Она прищурилась на него.
– Хочешь знать, где я взяла костюм?
– Мне нравится твой костюм, - просто сказал он.
– Ты на что-то намекаешь?
– Только на то, что мне нравится твой костюм.
– Кингсли заметил, что Сэм уже была в обороне. Несомненно, девушка неоднократно отвечала на неприятные вопросы о своей одежде, волосах, поле и ориентации.
– У меня есть портной, - ответила она.
– И ты должен что-то заказать, если собираешься сидеть в баре.
– Бутылку шампанского.
– Целую бутылку? Ты что-то празднуешь?
– Пока нет, но планирую, - ответил Кингсли.

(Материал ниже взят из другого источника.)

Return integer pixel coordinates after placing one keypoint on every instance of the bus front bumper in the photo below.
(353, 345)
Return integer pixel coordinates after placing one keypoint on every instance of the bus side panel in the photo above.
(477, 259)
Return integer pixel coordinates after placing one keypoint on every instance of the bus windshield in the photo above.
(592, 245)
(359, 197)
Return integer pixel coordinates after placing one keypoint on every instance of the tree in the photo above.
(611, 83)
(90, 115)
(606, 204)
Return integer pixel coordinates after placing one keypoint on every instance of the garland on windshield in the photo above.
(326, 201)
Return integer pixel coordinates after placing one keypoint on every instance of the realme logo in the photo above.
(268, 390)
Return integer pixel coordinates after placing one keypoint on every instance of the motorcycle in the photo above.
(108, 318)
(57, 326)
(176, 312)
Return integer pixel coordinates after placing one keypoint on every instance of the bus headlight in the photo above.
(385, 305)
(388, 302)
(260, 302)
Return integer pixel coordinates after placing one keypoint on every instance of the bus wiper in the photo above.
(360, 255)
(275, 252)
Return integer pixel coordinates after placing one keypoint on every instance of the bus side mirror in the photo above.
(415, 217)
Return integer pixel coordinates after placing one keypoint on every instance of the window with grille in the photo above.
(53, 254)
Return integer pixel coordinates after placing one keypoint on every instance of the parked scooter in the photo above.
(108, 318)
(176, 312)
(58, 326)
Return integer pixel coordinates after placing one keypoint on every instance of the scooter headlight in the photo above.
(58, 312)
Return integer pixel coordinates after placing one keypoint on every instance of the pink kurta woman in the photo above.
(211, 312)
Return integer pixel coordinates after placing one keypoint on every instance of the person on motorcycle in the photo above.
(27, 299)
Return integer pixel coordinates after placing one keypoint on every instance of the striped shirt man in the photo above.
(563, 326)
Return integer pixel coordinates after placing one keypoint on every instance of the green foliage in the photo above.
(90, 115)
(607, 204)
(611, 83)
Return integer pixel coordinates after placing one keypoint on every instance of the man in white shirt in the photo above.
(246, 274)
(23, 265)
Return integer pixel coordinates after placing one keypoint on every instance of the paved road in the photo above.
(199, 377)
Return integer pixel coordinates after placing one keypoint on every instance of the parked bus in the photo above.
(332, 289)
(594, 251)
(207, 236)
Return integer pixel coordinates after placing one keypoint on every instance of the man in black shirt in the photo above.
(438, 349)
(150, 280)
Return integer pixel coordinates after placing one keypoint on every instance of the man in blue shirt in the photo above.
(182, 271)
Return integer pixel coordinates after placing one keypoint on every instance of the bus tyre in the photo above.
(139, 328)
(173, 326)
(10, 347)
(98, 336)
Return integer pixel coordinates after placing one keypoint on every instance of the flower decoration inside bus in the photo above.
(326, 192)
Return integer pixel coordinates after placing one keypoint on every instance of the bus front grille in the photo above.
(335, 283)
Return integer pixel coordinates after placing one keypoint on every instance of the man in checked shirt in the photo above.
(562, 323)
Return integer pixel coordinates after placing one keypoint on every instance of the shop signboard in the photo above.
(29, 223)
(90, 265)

– Тогда поздравляю с твоим будущим, - сказала она и достала бутылку вина из холодильника под баром.
– Шестьдесят за бутылку.
Он положил на стойку сотенную купюру и сказал оставить сдачу себе. Она с подозрением посмотрела на купюру.
– Ты из другого города?
– поинтересовалась она.
– Это ты мне скажи.
– Ну, здесь, в Нью Йорке, стандартные чаевые за напиток - доллар.
– Я купил целую бутылку.
– Это шесть порций. Шесть долларов.
– Обычно я не настолько щедр. Тебе стоит взять деньги.
– Я не пользуюсь пьяными.
– Я трезв.
– И трезвыми тоже.
– Ты прямолинейна.
– Ты говоришь так, будто это плохо, - заметила Сэм.
– Это неудобно, но я не буду на тебя обижаться.
– Ты слишком добр, - ответила она.
– Так откуда ты? Ты похож на грека, но по акценту не скажешь.